Omar Hassoun yediği dayağın ardından hastaneye kaldırıldı. Bu esnada enkazın başından da ayrılmak zorunda kaldı. Enkazın başına geri döndüğünde çevreden insanlar, “Bu enkazdan iki çocuk çıkartıldı ve hastaneye götürüldü” deyince ailenin umudu arttı. Sosyal medyada Cemal ve Ahmed için kayıp ilanları verildi. Sahadaki yüzlerce gönüllü, derneklerin fedakâr gençleri ellerinde Cemal ve Ahmed’in fotoğraflarıyla hastane hastane gezdiler. Bu esnada AFAD gönüllüleri aileye destek verdi. Sahadaki organizasyonlar aileye yardım ulaştırdı.

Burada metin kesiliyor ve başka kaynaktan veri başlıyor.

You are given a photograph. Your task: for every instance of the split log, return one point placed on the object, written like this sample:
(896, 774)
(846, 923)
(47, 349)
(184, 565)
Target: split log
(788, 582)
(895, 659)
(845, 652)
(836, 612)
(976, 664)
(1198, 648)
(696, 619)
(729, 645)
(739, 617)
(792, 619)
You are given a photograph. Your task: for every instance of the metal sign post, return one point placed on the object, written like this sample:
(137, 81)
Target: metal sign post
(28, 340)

Depremin 9. gününde arama kurtarma ekibi Seval Apartmanı’na geldi. Yıkılma tehlikesi olduğu için yerin altına giren binanın üst kısmını indirerek enkaz altındakilere ulaştılar. Ahmed ve Cemal’in cansız bedenleri de enkazdan o anda çıkartılabildi.

Bundan sonrasını şöyle anlatıyor Omar Hassoun: “Şehit yavrularımın bedenlerini Suriye’ye gönderdim. Orada akrabalarım karşıladılar ve defnettiler. Suriye savaş ve ardından gelen depremle birlikte sadece ölülerimizi gönderebileceğimiz bir yer şu an.”

Omar Hassoun ve Ailesine Gönüllülerin Desteği

Omar Hassoun’un başından geçenler, bir felaketin tüm ağırlığı sürerken, bazı siyasetçilerin ırkçı söylemlerinin Suriyeli depremzedelerin suratına afet bölgesinde yumruk olarak nasıl indiğini gösterir nitelikte.

Suriye’de önce savaşı gören, sonrasında Türkiye’de tutunmaya çalışan Hassoun ailesi, depremde hem iki evlatlarını kaybetmenin, arkasından da yağmacı zannedilerek şiddet görmenin acısını birebir yaşadı. Bu korkunç tecrübelerin karşısında dayanışmanın milliyet ve sınır tanımayışını gösteren umut verici bir yardım seferberliği de söz konusu.

Ayşe Çam o umut veren seslerden birisi. AFAD gönüllüsü olan öğretmen Çam, deprem sonrasında destek sağladığı sayısız ailenin yanında Hassoun ailesiyle de ilgileniyor. Engelli bir depremzede aileye destek olurken Omar Hassoun’un ihbarını gören Çam, acılı babanın kendisiyle telefondaki görüşmelerini şöyle anlatıyor:

“Telefonda bana ‘Ben iyiyim. Çocuklar. Vinç. Çabuk.’ diyebiliyordu sadece. Ona ekipleri yönlendirdik. Şiddet gördüğünü ise sosyal medyada sonradan öğrendik. Aradığımızda ‘Beni boşver. Ahmed. Cemal. Vinç!’ diye haykırıyordu. Enkaz önünde bekleyen annenin feryatları korkunçtu. AFAD ekibi de bunun üzerine büyük bir cesaretle yıkılmak üzere olan binaya girdi. Beş kardeşimizin cansız bedenini çıkartabildiler. Uzun çalışmalar sonucu merdiven boşluğunda Ahmed ve Cemal’in de cenazelerine ulaşabildik.”